North America is Big Pharma’s wet dream, with 45% of the global market share coming from just 4% of the total world population. Mayo Clinic found 70% of Americans are prescribed at least one medication including, antibiotics, anti-depressants, and painkillers. What better than to model the whole world, after this dream run? 

OVER-DIAGNOSED AND OVER-MEDICATED 

In 1976, Henry Gadsden, CEO of Merck &Co., told Fortune magazine, he wanted Merck “to be like chewing gum maker Wrigleys”. He said: “It has long been my dream to make drugs for healthy people because then Merck would be able to ‘sell to everyone’.” This interview was reproduced by Moynihan Cassels in his book,  Selling Sickness. This strategy works to make everyone–a patient–and sell perpetual, chronic illnesses. The industry works overtime to widen boundaries of an illness, reduce the threshold for administering treatments, to create millions of new patients, billions in profit, and increased the cost of healthcare. “Diagnostic inflation and over-medication are rampant in the USA,” says Dr Gilbert Welch, MD, the author of the book Over-Diagnosed: Making People Sick in Pursuit of Health. Don’t get me wrong. Pharmaceuticals do save lives, and poor lifestyles contribute as well. However, one cannot ignore the sales and marketing strategies at work either.

CRAFTING ‘PATIENT JOURNEY MAPS’ 

Big Pharma deploys some of the most persuasive, ATL and BTL marketing strategies.
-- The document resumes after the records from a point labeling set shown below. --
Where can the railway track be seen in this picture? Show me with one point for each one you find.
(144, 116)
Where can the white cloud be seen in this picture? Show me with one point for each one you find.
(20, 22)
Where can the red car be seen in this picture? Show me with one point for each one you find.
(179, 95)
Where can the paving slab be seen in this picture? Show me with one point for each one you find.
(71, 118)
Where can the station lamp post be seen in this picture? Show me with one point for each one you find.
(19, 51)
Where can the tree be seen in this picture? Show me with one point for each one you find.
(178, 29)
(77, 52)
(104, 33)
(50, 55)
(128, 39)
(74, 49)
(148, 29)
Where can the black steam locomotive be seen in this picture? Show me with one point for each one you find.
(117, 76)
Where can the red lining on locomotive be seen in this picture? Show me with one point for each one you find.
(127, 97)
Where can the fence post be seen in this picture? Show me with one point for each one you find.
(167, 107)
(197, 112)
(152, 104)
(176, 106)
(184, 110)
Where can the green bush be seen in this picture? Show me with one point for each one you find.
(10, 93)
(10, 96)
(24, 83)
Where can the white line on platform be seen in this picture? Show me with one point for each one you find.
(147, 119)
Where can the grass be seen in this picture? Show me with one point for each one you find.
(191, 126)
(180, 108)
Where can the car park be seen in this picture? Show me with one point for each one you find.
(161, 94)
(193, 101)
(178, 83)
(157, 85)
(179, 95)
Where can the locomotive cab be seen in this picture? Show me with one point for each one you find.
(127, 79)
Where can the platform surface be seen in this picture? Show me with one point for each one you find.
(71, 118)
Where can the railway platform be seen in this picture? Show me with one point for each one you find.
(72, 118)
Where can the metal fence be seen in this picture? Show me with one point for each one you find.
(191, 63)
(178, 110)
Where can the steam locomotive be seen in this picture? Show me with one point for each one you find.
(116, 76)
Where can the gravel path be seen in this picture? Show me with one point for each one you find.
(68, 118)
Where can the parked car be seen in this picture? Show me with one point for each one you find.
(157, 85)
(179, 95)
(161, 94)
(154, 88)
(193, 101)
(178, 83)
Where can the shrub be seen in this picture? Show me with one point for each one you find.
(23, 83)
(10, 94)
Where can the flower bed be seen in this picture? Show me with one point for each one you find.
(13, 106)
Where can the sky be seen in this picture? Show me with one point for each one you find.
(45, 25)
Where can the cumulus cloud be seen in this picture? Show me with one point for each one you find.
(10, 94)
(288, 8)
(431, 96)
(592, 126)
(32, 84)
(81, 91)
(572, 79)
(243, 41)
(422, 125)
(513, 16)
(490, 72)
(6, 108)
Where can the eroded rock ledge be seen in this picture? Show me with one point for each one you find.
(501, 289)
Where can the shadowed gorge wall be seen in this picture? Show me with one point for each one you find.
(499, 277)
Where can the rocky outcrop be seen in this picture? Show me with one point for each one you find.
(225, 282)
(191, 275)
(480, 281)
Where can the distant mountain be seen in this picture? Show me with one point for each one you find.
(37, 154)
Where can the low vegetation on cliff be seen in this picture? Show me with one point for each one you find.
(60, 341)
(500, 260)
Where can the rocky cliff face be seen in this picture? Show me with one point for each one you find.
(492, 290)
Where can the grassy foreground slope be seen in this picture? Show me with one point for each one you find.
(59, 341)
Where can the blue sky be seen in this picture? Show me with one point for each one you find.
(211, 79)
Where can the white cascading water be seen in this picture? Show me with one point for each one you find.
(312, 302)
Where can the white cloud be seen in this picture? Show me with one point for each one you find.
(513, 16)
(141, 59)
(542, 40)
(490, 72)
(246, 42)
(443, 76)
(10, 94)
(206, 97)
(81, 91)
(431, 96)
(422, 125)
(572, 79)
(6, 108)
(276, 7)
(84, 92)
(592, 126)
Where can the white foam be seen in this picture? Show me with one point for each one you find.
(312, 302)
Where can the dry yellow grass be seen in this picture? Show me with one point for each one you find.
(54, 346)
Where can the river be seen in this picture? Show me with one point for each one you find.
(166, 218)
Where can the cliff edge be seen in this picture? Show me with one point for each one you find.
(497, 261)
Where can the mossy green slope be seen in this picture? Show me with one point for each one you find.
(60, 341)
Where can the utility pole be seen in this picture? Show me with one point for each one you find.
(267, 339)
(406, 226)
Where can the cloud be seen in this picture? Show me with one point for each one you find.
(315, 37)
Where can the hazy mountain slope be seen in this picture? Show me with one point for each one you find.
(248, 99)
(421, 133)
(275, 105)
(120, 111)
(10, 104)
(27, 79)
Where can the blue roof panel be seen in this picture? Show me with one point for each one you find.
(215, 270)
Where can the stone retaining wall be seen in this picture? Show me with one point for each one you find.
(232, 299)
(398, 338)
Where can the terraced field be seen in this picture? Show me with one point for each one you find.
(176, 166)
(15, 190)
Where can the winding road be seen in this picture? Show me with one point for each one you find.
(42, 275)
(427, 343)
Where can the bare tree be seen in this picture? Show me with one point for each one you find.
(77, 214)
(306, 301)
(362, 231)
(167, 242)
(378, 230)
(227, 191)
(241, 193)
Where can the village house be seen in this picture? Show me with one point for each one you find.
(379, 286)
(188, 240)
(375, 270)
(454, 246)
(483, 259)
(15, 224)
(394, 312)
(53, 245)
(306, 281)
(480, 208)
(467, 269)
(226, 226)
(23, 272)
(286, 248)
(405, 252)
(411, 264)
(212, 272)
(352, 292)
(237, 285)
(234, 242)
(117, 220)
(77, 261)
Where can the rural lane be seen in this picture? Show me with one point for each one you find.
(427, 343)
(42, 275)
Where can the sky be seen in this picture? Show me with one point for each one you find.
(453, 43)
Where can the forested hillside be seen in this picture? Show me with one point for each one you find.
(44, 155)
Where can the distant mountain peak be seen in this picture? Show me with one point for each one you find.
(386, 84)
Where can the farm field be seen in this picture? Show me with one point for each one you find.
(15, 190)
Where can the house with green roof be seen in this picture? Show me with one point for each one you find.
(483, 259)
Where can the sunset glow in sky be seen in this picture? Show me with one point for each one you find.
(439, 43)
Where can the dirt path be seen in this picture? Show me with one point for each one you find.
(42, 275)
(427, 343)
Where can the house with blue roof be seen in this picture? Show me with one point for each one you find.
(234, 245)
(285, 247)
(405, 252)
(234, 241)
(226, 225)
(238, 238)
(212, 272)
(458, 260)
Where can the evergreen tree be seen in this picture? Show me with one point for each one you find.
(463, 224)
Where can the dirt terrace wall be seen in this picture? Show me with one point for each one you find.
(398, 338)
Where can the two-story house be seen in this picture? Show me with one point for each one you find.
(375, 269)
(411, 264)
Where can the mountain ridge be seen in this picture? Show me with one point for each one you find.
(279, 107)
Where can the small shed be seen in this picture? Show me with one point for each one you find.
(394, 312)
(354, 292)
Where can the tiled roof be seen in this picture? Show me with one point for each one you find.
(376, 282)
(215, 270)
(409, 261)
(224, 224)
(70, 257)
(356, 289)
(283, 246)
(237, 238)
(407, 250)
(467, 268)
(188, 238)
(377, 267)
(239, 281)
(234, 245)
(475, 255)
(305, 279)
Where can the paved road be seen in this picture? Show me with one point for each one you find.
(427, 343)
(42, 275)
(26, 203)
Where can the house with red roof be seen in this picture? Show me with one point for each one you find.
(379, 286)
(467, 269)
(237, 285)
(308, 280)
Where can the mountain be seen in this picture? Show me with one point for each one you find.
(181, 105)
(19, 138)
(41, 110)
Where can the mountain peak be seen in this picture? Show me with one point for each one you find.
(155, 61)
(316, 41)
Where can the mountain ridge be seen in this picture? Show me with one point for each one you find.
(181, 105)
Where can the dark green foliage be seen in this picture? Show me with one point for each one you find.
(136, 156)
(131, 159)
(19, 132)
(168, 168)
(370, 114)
Huge marketing budgets are used to craft “patient journey maps”, with a view to influence their medical choices and propel them towards newer, expensive treatments, contributing to the industry’s bottom line. For 2019, Journal of American Medical Assn. (JAMA) reported an annual spend of $30 billion on the marketing of drugs, disease awareness programs, TV commercials, sponsorships of patients’ advocacy groups, drug samples, conferences, and perks for prescribing doctors. Direct-to-consumer (DTC) advertisements have seen the largest increase in spent. These ads increase “awareness” about health conditions, encouraging consumers to consult a physician, thereby increasing footfall in clinics, adding prospects to the sales funnel. Once the prospect walks into a clinic, the backdoor deal with prescribing doctors may take care of prescription numbers.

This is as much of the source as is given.